Minhas tardes eram todas iguais. Mal eu punha
os pés na sala, já era recebida por aquele “bom dia!” super empolgado, aquele
“tudo bem?” respondido no automático e aquele abraço apertado. Usualmente
morrendo de sono, ia arrastando os pés para qualquer canto onde houvesse uma cadeira decente para chamar de minha. Havia uma espécie de competição
de arremesso de bolsas: ganhava quem primeiro pusesse a sua no lugar
pretendido. A isso se seguia a competição de quem tem mais material para
espalhar em volta e guardar o lugar dos amigos. Sempre igual.
Depois de garantido o lugar, migrava para a região onde o grupo estivesse
aglomerado ou ia conversar com alguém isolado, dependendo do meu estado de espírito.
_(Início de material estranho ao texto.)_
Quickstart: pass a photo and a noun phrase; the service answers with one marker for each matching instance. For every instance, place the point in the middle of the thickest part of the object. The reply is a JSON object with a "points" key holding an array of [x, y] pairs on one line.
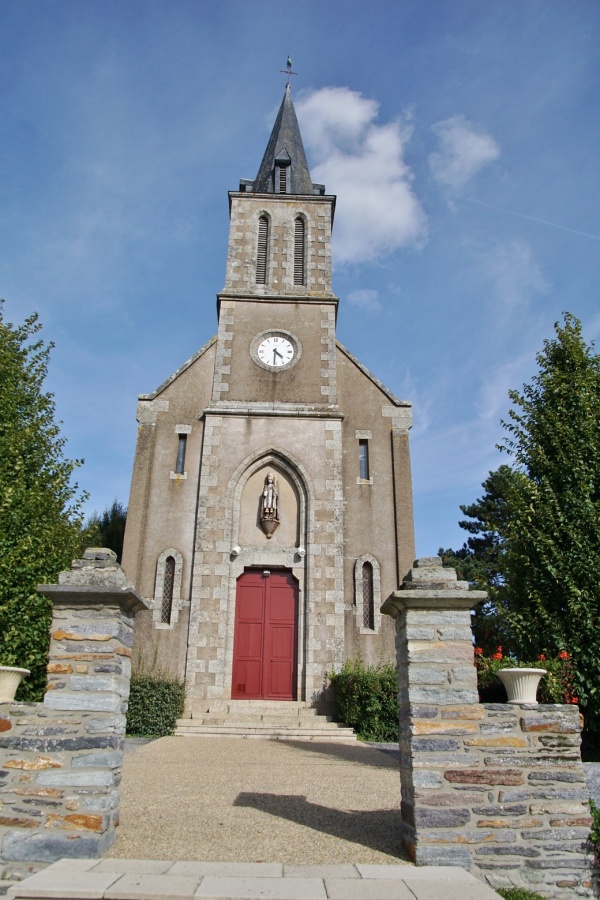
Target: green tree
{"points": [[40, 508], [552, 531], [107, 529], [481, 559]]}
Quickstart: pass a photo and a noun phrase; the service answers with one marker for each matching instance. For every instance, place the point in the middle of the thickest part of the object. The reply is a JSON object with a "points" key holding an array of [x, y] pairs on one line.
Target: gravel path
{"points": [[226, 799]]}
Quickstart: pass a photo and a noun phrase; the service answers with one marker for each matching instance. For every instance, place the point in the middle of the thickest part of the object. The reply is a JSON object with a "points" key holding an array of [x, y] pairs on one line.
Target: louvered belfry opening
{"points": [[261, 256], [299, 232], [282, 179], [168, 583], [368, 607]]}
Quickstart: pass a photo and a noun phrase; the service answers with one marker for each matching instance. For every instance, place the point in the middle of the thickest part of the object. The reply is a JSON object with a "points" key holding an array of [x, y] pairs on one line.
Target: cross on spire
{"points": [[288, 71]]}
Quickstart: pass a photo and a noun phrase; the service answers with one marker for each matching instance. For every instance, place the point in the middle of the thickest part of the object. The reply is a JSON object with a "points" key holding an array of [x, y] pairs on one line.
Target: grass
{"points": [[518, 894]]}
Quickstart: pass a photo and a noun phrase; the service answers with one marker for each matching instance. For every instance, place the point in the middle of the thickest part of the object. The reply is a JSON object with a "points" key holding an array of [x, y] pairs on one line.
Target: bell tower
{"points": [[277, 312]]}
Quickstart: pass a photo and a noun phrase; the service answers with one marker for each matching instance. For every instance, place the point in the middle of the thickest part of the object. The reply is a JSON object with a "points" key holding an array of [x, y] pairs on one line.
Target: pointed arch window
{"points": [[168, 583], [299, 250], [282, 173], [367, 594], [367, 598], [261, 255], [167, 588]]}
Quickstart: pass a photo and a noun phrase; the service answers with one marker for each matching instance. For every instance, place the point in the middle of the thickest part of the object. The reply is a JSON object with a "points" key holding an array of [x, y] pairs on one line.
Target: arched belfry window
{"points": [[367, 598], [168, 584], [282, 179], [299, 249], [367, 594], [261, 255], [167, 588]]}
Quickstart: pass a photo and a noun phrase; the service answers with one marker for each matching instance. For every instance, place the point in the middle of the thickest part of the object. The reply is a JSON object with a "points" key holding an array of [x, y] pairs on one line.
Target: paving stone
{"points": [[139, 866], [361, 889], [132, 886], [63, 885], [259, 888], [367, 871]]}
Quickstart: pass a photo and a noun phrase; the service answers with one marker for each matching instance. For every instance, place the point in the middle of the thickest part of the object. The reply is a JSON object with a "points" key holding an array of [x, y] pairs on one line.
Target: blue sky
{"points": [[462, 141]]}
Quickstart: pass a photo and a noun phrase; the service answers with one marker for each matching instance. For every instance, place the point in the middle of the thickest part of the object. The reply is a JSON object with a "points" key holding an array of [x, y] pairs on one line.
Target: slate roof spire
{"points": [[285, 151]]}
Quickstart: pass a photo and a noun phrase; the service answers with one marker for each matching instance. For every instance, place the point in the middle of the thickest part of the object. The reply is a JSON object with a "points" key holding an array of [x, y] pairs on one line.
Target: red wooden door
{"points": [[264, 644]]}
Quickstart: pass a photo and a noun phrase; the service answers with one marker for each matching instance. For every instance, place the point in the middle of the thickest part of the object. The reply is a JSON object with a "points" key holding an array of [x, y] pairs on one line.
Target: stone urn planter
{"points": [[10, 679], [521, 684]]}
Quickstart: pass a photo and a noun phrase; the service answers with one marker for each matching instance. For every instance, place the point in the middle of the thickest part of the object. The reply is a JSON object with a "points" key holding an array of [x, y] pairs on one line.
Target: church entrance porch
{"points": [[265, 636]]}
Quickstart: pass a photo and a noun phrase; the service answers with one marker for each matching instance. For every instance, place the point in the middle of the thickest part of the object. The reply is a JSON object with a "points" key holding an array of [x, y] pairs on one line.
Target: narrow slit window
{"points": [[363, 460], [180, 463], [167, 598], [299, 247], [368, 605], [261, 256]]}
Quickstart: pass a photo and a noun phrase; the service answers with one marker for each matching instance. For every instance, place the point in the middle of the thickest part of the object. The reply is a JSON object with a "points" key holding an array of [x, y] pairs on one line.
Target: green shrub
{"points": [[518, 894], [366, 698], [155, 704]]}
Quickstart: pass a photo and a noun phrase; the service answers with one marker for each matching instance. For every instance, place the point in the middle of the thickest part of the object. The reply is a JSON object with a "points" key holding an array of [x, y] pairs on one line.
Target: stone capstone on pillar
{"points": [[60, 760]]}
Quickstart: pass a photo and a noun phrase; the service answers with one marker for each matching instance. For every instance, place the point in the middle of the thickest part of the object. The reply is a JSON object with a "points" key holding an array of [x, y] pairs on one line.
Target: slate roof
{"points": [[285, 141]]}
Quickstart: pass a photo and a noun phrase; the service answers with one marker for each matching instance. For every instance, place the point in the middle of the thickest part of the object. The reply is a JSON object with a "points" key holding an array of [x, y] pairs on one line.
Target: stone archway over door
{"points": [[266, 635]]}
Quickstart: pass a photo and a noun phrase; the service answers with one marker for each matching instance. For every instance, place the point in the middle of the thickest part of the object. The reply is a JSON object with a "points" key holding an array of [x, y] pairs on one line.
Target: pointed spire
{"points": [[284, 151]]}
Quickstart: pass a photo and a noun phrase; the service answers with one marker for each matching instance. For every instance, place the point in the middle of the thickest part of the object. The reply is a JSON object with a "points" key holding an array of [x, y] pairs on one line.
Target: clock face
{"points": [[275, 351]]}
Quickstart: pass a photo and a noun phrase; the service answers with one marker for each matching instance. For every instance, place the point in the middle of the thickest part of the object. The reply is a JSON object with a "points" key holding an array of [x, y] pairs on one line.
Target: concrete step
{"points": [[281, 707], [326, 727], [268, 732], [284, 721], [267, 719]]}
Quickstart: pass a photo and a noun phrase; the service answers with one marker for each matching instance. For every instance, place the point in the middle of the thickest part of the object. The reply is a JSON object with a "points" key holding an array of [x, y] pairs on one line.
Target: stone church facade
{"points": [[270, 511]]}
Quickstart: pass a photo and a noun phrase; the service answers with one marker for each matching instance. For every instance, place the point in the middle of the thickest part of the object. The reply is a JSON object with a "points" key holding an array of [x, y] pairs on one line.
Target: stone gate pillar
{"points": [[495, 788], [437, 686], [60, 760]]}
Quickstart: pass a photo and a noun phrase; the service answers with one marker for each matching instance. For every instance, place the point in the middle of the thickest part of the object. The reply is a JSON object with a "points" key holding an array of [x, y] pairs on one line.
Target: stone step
{"points": [[283, 707], [285, 721], [268, 732], [258, 724], [269, 719]]}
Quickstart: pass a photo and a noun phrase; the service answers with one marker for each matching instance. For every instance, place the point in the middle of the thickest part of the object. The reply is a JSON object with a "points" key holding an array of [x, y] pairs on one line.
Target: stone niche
{"points": [[250, 531]]}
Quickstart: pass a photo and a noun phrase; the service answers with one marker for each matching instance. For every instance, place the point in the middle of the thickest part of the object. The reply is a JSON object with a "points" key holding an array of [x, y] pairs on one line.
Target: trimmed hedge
{"points": [[155, 704], [366, 698]]}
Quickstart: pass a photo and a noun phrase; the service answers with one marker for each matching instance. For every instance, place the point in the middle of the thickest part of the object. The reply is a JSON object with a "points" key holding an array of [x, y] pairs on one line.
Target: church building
{"points": [[270, 512]]}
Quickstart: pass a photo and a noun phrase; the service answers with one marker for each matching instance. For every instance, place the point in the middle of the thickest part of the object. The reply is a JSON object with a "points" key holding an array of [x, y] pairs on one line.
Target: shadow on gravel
{"points": [[376, 829]]}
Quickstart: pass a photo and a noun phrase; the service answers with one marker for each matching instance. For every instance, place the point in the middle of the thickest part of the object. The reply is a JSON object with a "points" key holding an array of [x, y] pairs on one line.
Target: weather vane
{"points": [[288, 71]]}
Falávamos sobre os episódios das séries da semana. Trocávamos ideias sobre bons
livros, bons filmes e boas músicas. Tentávamos obrigar os outros a lerem ou
assistirem o que gostávamos, porque queríamos ter com quem comentar. Tínhamos
opiniões diferentes sobre tudo. Sempre nos envolvíamos em discussões
filosóficas, conversas inteligentes, conversas idiotas e brigas, muitas brigas,
quase sempre desnecessárias. Às vezes tudo isso ao mesmo tempo, na mesma
rodinha de conversa. Sempre aos gritos. Sempre terminando em piadas que seriam
repetidas à exaustão pelos próximos anos independente da qualidade. Sempre
igual.
Quando o professor se atrasava,
ficávamos contando os segundos para podermos considerá-lo ausente e então
fugíamos para o shopping, onde todo mundo emprestava dinheiro para todo mundo
comprar comida, e eu muitas vezes gastava mais do que deveria. Nunca deixávamos
de passar na livraria, caçando relíquias e comentando sobre as coisas que
queríamos comprar. Nos espremíamos em volta das mesas redondas da praça de
alimentação e passávamos horas falando sobre quase nada de útil. Sempre igual.
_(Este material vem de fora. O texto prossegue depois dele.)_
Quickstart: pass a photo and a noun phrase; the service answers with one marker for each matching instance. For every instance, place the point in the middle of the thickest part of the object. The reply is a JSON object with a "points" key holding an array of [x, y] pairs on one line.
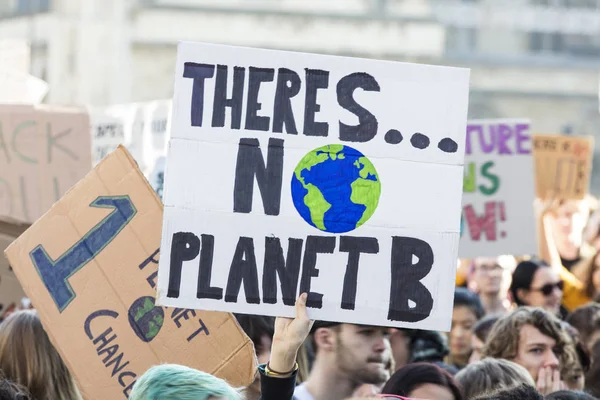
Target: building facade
{"points": [[538, 59]]}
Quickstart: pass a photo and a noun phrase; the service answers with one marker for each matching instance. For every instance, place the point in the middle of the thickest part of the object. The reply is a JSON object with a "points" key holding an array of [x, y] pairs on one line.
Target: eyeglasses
{"points": [[548, 288], [490, 268]]}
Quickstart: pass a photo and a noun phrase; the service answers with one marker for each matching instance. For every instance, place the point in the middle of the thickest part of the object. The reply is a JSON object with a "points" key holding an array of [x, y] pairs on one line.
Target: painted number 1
{"points": [[55, 273]]}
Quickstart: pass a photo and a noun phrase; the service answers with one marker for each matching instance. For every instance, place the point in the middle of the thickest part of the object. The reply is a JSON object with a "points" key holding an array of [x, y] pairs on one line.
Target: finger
{"points": [[541, 383], [556, 381], [301, 312], [549, 379]]}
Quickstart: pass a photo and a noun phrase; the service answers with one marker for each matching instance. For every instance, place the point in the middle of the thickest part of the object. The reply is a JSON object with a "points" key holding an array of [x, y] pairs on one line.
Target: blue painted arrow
{"points": [[55, 274]]}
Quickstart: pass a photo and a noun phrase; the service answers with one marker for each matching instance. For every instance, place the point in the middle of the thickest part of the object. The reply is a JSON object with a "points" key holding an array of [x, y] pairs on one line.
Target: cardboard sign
{"points": [[563, 166], [290, 173], [11, 291], [498, 215], [43, 152], [90, 265]]}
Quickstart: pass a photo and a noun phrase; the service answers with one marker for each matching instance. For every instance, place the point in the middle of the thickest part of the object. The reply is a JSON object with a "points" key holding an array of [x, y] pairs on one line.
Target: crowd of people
{"points": [[525, 327]]}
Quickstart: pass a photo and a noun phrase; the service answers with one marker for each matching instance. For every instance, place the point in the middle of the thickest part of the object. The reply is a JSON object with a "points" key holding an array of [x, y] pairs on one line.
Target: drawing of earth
{"points": [[145, 318], [335, 188]]}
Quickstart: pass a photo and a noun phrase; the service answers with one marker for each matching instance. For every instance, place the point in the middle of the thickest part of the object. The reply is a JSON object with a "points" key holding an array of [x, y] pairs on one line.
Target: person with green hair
{"points": [[177, 382]]}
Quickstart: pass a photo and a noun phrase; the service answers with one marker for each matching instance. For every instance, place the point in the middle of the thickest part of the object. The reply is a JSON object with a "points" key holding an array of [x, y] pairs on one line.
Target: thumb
{"points": [[301, 307]]}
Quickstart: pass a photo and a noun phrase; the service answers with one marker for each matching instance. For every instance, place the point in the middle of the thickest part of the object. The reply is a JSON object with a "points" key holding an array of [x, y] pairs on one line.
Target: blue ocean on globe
{"points": [[335, 188]]}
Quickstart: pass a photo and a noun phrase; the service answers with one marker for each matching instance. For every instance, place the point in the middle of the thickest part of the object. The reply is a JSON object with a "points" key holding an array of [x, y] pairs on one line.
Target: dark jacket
{"points": [[276, 388]]}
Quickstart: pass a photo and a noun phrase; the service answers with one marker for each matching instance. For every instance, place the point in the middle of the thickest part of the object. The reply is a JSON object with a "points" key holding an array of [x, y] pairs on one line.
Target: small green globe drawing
{"points": [[145, 318], [335, 188]]}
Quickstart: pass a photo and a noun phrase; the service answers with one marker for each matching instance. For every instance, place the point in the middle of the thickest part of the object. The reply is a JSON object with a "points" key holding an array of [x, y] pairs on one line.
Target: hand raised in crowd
{"points": [[288, 337], [549, 381]]}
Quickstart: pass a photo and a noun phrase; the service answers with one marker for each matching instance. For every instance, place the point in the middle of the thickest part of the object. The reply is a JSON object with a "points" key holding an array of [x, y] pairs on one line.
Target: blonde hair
{"points": [[491, 374], [28, 358], [503, 340]]}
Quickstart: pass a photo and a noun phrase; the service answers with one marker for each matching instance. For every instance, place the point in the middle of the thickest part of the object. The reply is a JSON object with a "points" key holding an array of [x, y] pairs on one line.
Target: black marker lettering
{"points": [[185, 247], [288, 86], [243, 268], [314, 246], [197, 72], [253, 120], [235, 102], [204, 290], [250, 164], [287, 270], [315, 79], [354, 246], [367, 127], [406, 277]]}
Ficávamos andando sem rumo nos
intervalos, e às vezes íamos comprar chocolate só para ter o que fazer. Depois sentávamos
em um cantinho aleatório e conversávamos sobre qualquer coisa todo o resto do tempo. Discutíamos muito, ríamos muito, falávamos de tudo e trocávamos muitas confidências. Sempre.
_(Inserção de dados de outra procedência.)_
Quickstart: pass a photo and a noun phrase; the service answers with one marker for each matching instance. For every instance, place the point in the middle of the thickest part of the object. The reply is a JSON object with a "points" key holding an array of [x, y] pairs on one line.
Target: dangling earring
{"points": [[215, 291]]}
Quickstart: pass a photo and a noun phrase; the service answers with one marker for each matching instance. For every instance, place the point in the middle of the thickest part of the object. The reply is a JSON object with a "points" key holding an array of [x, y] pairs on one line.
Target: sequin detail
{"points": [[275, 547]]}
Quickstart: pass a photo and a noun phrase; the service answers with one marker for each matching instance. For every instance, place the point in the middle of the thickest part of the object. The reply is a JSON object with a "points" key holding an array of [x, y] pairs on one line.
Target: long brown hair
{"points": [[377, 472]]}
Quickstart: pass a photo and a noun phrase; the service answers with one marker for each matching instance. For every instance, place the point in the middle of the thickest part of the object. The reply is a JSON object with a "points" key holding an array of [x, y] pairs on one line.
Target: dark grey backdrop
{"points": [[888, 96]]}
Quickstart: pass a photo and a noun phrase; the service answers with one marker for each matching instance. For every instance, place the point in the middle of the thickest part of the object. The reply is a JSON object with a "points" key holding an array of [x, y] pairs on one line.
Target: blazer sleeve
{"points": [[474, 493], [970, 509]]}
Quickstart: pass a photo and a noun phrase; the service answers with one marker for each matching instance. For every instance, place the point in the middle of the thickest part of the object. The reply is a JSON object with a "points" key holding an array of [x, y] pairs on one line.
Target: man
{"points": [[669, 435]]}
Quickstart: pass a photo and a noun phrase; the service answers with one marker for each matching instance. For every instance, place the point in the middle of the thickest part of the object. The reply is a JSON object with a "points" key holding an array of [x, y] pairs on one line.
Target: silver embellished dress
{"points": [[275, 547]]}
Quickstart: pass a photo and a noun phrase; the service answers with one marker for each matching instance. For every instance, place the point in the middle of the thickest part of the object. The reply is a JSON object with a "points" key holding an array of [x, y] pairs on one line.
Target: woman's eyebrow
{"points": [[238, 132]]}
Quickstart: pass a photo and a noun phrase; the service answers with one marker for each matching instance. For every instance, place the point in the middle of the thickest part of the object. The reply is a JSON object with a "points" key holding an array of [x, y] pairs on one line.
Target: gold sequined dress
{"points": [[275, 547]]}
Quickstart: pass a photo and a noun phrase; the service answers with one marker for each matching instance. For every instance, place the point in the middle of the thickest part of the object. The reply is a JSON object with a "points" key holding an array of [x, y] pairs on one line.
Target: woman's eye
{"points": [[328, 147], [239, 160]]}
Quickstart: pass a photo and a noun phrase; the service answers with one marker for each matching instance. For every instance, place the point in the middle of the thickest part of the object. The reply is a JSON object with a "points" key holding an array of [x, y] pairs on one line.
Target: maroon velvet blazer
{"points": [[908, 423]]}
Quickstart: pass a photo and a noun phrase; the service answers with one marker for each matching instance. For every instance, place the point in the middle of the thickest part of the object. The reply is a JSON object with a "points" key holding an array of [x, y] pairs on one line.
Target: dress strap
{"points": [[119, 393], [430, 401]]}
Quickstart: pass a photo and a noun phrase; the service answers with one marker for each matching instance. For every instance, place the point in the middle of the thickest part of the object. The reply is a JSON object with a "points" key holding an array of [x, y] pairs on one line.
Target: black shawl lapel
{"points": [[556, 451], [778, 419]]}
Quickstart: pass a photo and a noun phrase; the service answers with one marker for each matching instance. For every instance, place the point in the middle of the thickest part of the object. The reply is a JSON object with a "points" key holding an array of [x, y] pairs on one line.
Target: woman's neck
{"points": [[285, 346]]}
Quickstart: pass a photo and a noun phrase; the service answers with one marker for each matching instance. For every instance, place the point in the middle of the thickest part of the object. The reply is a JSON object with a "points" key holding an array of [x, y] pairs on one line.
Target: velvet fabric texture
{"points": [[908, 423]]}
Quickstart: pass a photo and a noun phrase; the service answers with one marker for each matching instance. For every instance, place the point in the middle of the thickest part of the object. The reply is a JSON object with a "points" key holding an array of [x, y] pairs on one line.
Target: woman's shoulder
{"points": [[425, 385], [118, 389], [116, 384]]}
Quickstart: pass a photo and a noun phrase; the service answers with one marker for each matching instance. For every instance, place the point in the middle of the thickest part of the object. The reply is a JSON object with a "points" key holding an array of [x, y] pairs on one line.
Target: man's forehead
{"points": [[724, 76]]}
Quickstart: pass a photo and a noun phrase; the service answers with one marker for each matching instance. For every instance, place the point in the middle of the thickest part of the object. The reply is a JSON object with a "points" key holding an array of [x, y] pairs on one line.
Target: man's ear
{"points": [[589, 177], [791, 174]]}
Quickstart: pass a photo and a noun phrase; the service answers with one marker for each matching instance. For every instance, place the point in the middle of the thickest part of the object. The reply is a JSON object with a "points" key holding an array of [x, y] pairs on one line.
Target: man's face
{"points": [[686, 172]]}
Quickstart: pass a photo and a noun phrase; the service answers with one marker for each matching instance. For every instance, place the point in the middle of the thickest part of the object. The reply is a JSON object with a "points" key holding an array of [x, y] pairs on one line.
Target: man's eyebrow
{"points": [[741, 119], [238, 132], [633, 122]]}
Reuníamo-nos para discutir os
trabalhos e tínhamos que nos esforçar para manter o foco. Eu levava broncas por
ficar me afligindo, e distribuía broncas nos outros por não ficarem.
Discutíamos incessantemente, pedíamos a opinião de todo mundo, perguntávamos
para quem já tinha feito, e dificilmente chegávamos a um acordo que deixasse a
todos contentes. Sempre.
Sempre havia com quem tirar dúvidas
nos momentos de aflição, seja nas questões de física ou nas existenciais.
Sempre havia com quem conversar sobre absolutamente qualquer coisa. Sempre havia
alguém que entendia aquela piada bastante específica. Sempre.
E
outra coisa que sempre fazíamos era reclamar. Reclamávamos da rotina.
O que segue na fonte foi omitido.